The destruction of Libya, Iraq and Syria as unified states generated Islamist radical groups in the Middle East, which create havoc, said investigative journalist Chris Hedges. This was caused by the invasion of outside forces, he added.
RT: How much of a threat does Islamic State (IS, formerly ISIS/ISIL) pose in Tunisia?
Chris Hedges: It is probably not an existential threat, but it is a threat, because after the US overthrow of [Muammar] Gaddafi it essentially opened up these massive Libyan arsenals to a series of groups reaching all the way down into Sub-Saharan Africa -- countries like Mali. So you have provided one logistical base, because these militants are based just over the border in Libya, along the border with Tunisia; and it has provided weapons by which they can carry out attacks. Of course it has also provided training.
The destruction of Libya as a unified state -- like the destruction of Iraq and Syria -- has spawned these groups that can create significant havoc inside countries in the region, and that is what we're seeing.
RT: Tunisia has built a new 200 kilometer barrier on the Libyan border to stop ISIL. Will this help?
CH: That is a long border. I don't know how long it is, but I have been there. It is going to be pretty hard to keep ISIS out; it is a remote, often inaccessible, porous border. So I expect to see more attacks like this one.
RT: Have the US air strikes against ISIL in Libya had any impact?
CH: I think the problem is, as we have seen, with the attacks against IS in Iraq and Syria that unless you can occupy the territory you can certainly damage and to a certain extent cripple these movements. But as long as they control the ground, as long as they are able to operate within vast swaths of territory, air campaigns are not going to be able to stop them. And that has just been proven over and over -- the Israelis tried that a few years ago in Southern Lebanon and it didn't work out very well for them.
RT: A US commander recently admitted that Libya is turning into a failed state. Could Tunisia go the same way?
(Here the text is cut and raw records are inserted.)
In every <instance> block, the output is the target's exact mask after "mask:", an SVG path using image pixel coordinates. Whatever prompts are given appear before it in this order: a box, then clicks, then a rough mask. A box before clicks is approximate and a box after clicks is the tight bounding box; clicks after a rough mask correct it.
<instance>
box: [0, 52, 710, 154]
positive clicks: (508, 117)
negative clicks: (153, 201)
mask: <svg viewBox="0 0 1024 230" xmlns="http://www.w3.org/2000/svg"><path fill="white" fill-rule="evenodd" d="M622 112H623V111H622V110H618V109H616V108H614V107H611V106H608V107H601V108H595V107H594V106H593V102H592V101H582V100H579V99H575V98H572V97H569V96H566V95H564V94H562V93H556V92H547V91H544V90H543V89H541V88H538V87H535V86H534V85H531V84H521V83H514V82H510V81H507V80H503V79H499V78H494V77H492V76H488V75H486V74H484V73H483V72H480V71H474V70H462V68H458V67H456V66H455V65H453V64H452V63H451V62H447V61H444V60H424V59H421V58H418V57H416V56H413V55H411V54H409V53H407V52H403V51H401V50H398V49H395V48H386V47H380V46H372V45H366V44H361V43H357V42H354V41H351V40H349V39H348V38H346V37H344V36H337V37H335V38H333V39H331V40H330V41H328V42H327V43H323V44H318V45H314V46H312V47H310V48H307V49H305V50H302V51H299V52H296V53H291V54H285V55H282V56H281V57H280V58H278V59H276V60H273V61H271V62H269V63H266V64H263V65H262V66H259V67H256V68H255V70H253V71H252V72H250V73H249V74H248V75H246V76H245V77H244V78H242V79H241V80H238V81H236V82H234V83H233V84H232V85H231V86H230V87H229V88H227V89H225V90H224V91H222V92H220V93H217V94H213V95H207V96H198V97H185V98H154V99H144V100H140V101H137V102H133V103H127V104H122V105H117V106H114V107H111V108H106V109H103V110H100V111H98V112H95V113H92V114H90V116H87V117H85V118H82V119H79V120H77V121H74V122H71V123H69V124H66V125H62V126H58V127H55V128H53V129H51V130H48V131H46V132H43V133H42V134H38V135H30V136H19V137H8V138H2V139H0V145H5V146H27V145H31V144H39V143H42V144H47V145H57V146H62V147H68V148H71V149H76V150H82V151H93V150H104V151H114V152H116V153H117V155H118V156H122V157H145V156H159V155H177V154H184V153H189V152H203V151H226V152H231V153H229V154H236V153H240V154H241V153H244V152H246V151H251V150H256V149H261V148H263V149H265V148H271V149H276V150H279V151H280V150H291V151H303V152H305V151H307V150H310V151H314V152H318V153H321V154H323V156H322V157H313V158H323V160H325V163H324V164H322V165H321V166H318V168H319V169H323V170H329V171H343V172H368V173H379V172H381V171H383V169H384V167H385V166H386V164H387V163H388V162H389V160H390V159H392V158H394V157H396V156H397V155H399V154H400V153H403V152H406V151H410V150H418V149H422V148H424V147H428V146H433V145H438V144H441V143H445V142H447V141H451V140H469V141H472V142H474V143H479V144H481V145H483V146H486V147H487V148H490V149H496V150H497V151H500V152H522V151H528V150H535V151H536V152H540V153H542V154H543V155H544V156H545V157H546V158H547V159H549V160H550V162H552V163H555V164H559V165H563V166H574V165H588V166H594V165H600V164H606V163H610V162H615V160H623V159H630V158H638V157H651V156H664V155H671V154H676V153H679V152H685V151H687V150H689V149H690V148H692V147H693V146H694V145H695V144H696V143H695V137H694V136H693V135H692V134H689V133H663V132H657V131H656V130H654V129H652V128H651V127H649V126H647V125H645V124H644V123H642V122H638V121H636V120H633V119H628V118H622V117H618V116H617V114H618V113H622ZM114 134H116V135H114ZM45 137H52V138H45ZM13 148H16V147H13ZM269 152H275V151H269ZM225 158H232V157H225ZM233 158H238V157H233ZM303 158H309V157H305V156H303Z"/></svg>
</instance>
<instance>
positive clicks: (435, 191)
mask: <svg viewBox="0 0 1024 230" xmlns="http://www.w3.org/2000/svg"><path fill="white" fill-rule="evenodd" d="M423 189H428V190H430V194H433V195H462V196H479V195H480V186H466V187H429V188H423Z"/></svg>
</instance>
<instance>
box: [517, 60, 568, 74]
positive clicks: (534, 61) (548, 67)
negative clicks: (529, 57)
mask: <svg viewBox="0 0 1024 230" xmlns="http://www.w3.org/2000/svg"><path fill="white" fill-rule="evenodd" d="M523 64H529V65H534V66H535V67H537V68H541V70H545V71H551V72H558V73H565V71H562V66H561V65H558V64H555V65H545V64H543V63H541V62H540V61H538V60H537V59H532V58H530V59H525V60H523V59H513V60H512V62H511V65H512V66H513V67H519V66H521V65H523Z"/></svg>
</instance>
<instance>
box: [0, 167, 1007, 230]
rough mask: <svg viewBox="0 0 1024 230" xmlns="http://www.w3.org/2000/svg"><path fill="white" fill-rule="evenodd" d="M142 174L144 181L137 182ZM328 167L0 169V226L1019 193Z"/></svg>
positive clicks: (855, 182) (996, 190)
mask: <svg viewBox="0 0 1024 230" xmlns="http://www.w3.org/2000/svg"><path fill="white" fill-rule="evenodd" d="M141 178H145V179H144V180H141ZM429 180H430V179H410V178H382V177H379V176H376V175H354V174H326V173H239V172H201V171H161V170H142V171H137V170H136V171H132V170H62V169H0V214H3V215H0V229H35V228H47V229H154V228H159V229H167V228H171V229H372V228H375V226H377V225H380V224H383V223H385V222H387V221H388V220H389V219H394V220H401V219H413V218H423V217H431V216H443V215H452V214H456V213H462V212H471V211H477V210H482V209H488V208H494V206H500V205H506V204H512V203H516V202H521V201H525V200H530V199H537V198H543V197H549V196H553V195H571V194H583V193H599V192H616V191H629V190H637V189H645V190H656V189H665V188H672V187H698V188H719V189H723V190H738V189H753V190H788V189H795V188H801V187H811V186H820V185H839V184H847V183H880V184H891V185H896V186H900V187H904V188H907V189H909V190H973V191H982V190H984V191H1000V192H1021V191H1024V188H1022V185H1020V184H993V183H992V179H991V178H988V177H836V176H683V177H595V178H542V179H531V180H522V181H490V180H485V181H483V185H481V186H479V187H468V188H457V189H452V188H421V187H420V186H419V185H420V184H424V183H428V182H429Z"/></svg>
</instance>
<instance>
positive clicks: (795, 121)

CH: No, I think that the failed states are largely created by the destruction of central authority on the part of outside forces. We saw that with the US invasion of Iraq; we saw that with the decision -- not only by the US, but by its allies the Saudis, the Qataris and others -- to arm and fund the insurgent groups within Syria; we saw that with the overthrow of Gaddafi. I don't see that happening in Tunisia. However the creation of a failed state on the border of Tunisia is certainly going to create significant problems, because these armed jihadists have the tools and the space to carry out almost unlimited attacks inside Tunisia.
RT: The US is considering a deeper military involvement in Libya. How could that change the situation in the region?
CH: It's not just Tunisia. They are moving into all sorts of states around Libya, including in Egypt. You have a significant number of Tunisian jihadists who have already flooded into Iraq and Syria. And if we go back far enough, Afghanistan. So there is a network by which ISIS can draw on in order to attempt to create havoc inside Tunisia.
I wouldn't say Tunisia is necessarily the next target, I'd say it is one of several targets, and the capacity that ISIS has to disrupt life in Tunisia is significant. I don't think we can speak about Tunisia becoming an Islamic state -- and that is what I mean by saying it is not an existential threat to Tunisia -- but it certainly can deeply disrupt life within Tunisia.